Another excellent Intarsia Brian. It, (and your comments here) go well with the excellent points you made in a recent post from someone looking how to find a market for his stuff.

=D> 

AES


----------



## donwatson (28 Aug 2016)

Great stuff again Brian.
Unfortunately the shops we have around here seem to be full of cheap chipboard furniture, but we keep looking.

take care
Don W


----------



## Claymore (28 Aug 2016)

......


----------



## Claymore (28 Aug 2016)

.......


----------



## finneyb (28 Aug 2016)

A life-sized wild goat??? 
I assume that you do have a buyer

As usual owl is excellent

Brian


----------



## n0legs (28 Aug 2016)

Brilliant work =D>


----------



## Claymore (28 Aug 2016)

.......


----------



## ChrisR (29 Aug 2016)

Top work again, Brian.
=D> =D> =D> 

Chris.


----------



## bigbob1 (29 Aug 2016)

Really nice Brian I would love to have the skills to do this.
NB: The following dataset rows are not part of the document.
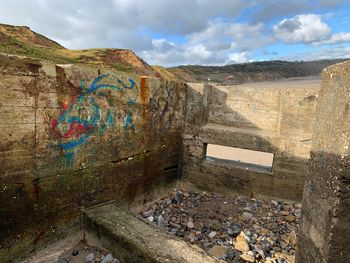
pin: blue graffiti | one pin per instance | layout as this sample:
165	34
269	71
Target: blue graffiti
74	129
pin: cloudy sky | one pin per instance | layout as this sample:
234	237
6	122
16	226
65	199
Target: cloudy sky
208	32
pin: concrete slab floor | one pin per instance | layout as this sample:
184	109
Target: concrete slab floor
80	252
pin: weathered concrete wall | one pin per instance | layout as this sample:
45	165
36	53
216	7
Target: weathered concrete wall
325	231
73	136
276	119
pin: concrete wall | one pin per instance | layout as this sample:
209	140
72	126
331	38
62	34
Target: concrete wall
73	136
276	118
325	230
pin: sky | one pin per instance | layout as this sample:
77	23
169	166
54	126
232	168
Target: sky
187	32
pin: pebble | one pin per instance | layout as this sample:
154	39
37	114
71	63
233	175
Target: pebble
161	221
212	234
218	251
247	215
108	258
148	213
290	218
241	244
247	258
233	229
89	258
190	225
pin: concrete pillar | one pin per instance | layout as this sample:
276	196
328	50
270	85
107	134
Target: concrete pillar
325	230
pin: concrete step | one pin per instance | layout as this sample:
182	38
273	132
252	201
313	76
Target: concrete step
134	240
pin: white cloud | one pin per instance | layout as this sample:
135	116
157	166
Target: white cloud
306	28
202	31
335	39
241	57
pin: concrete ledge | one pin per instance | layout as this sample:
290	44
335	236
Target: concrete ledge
134	240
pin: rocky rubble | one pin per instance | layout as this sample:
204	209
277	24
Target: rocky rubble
232	229
83	252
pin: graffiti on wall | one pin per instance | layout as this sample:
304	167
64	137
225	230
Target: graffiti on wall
90	111
108	103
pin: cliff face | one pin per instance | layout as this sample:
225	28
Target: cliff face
252	72
25	35
22	41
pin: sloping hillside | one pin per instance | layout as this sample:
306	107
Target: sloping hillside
252	72
20	40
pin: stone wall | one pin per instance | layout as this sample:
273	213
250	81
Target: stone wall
325	230
276	119
73	136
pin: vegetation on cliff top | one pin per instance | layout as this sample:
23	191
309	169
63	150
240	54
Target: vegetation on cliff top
20	40
250	72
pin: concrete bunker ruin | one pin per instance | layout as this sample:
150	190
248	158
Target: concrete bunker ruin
75	137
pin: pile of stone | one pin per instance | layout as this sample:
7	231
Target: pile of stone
232	229
83	252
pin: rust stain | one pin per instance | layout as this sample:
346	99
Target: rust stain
144	100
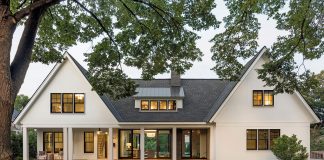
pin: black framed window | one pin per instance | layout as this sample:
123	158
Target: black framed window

Do you make the pattern from a picture and if so how?


----------



## Claymore (29 Aug 2016)

........


----------



## bigbob1 (30 Aug 2016)

Thank you for the information Brian well I am a avid user of Photoshop as I use it a lot with photography taking landscapes and wildlife and have many pictures I could use including Bikes. I will have to find out how to get black and white line drawings from a photo. I have a really good plugin called Topaz remask which will be good for cutting out the various parts of the picture or getting rid of background if I do everything in layers I can just delete the layers that are not right it will be a slow learning curve but got to start somewhere. A laser printer has arrived so thats a start.
Just south of us this weekend past we had the Thunder in the Glens Rally at Aviemore which is a HD do and I am sure you would make a fortune if you wanted with your Intarsia.


----------



## Claymore (30 Aug 2016)

...........


----------



## linkshouse (31 Aug 2016)

Rather than hijack this thread further on the subject of tracing photos for patterns....
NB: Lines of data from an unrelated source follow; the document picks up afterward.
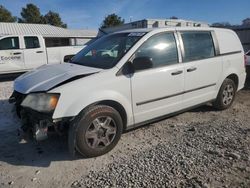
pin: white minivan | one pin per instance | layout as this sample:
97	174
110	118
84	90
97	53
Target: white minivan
127	79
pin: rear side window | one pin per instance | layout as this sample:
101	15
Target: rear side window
31	42
9	43
161	48
197	45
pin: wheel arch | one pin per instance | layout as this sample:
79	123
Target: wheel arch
117	106
234	77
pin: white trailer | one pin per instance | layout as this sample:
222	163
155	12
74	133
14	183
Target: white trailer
24	47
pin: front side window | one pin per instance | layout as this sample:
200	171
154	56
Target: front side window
197	45
161	48
9	43
31	42
106	51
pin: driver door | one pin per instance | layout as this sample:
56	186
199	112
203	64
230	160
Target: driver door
158	91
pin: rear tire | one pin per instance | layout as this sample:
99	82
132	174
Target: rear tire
98	130
226	95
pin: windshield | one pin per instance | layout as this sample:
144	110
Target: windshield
106	51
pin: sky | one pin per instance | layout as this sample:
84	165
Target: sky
89	14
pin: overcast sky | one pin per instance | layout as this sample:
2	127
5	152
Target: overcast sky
90	13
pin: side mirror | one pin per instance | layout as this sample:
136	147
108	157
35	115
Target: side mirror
68	58
142	63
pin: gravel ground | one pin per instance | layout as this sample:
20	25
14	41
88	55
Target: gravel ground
199	148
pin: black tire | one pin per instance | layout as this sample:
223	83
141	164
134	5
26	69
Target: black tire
221	101
85	126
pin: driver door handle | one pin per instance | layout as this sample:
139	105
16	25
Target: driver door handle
191	69
176	73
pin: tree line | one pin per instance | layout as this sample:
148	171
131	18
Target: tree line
31	14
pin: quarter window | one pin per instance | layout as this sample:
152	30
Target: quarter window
31	42
161	48
9	43
197	45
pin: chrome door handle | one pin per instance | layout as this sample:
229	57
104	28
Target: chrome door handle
176	73
191	69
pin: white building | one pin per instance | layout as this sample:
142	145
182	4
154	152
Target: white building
54	36
151	23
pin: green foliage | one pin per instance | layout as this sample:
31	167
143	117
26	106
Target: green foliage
246	21
54	18
112	20
5	15
30	14
173	18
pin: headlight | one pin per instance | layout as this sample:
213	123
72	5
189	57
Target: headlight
41	102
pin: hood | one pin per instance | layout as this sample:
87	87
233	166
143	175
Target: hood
48	76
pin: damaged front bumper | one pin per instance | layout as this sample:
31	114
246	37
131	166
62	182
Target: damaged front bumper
38	123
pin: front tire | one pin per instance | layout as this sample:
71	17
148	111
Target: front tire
226	95
98	130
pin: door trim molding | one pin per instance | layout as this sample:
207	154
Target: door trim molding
174	95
If anyone is interested I would be happy to put together a quick tutorial on using the pen tool in Photoshop to trace photos and make patterns.

I did a quick search for similar tutorials but could only find one on Inkscape. If I'm wrong please let me know and leave it alone.

Regards

Phill


----------



## AES (31 Aug 2016)

@linkshouse:

I may never use it (I'm still "thinking about" doing Intarsia) but it's always nice to know how to do stuff, and the basics may well transfer over into doing something else, related.

So if you don't mind investing (I guess) quite a lot of time & effort into an item that may not be used (by me) then I for one would be very interested.

Thanks for a very generous offer.

AES


----------



## bigbob1 (31 Aug 2016)

Phill I would be delighted if you would put a tutorial up for Photoshop. Brian we might well have met at some time used to have a sportster and attend every year at Thunder in the Glens and Stuart Caplan used to book my band into the Academy bar at the back of Tesco's we were playing two years in a row at the rally and still am in touch with a lot of HD friends. Agree with you re digital files I have my pictures backed up on separate hard drives but as I take all my images in the Raw format they take up a lot of space when BT get their act together re fast broadband in our area will back them up to cloud as well. I had a bad experience in the past when most my 6x4 and 35mm negatives dating back to the mid sixties where destroyed so can appreciate how you feel. Thank you for the hints and tips to get started they have the Rotring pencils in Hobbycraft locally and I am trying to figure out a way to go there without the wife knowing otherwise I will never get out.


----------